Klein leed
Geschreven door: Monique Louis
‘Ik stel voor dat je wat urine naar het lab brengt’. Haar huisarts heeft net als de meeste dokters zijn witte jas in de kast laten hangen. Gesprekken lopen bij hem altijd uit.
Samen staan ze voor een grabbelton met tientallen potjes in soorten en maten. ‘Neem deze maar’.
Na een bezoek aan de wc loopt ze voorzichtig met het potje over de gang naar haar keuken. Gelukkig komt er geen buurvrouw de hoek om zeilen. In dit pand dat ze deelt met drie andere meiden, lopen ze elkaar gek genoeg zelden in de weg.
Wat een raar potje. Uit alle macht probeert ze het dekseltje erop te krijgen. Als het aan de linkerkant vast zit, floept het aan de rechterkant omhoog.
Met ingehouden ongeduld probeert ze het dekseltje nogmaals te laten sluiten.
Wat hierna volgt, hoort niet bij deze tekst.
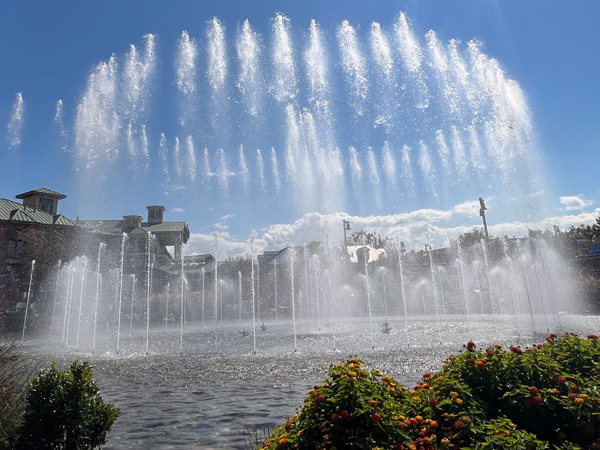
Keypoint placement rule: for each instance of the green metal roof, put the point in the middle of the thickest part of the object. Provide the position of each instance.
(116, 226)
(42, 191)
(15, 212)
Het gele vocht klotst tegen de rand.
Zuchtend duikt ze in een keukenkastje, komt terug met een vierkant bakje. Als ze iets heeft onthouden van Tupperware is het dat dit merk uit de vorige eeuw, als grootste kwaliteit heeft dat het zo goed afsluit. Ze giet de inhoud van het kleine potje over in het plastic bakje, doet er een pedaalemmerzak omheen, stopt het in haar rugzak.
Zwaait de tas over haar schouder, bonkt de trap af. Met stevige pas loopt ze richting busstation.
Op het moment dat ze de meneer van de bus info vraagt welke te nemen, barst er een oorverdovend geluid achter hem los. Pakken bouwvakkers nou altijd het verkeerde moment? De man toont haar een volle hand en een wijsvinger. Ze rent, haar paraplu springt open, ondanks de hoosbui komt ze droog bij bus zes. Hijgend zakt ze op de stoel.
Het blijft een sport om tegelijkertijd een bus binnen te stappen, ov-kaart te scannen, de paraplu dicht te knijpen, zonder de man achter het stuur drijfnat te maken of te verwonden. Ze staart naar buiten, de rugzak naast haar.
De buschauffeur spreekt door zijn intercom het voor haar bekende adres uit. Ze springt op, dank u wel gebarend naar de man, verlaat de bus. Loopt richting het pand waar ze moet zijn en stapt binnen.
Op goed geluk pakt ze de deur aan haar rechterkant, staat midden in een ruimte die op een wachtkamer lijkt.
Ze gaat zitten, ritst haar rugzak open, grijpt met haar hand om het bakje te pakken en krijgt een akelig vermoeden. Alles drijft. Zelfs haar portemonnee is doorweekt.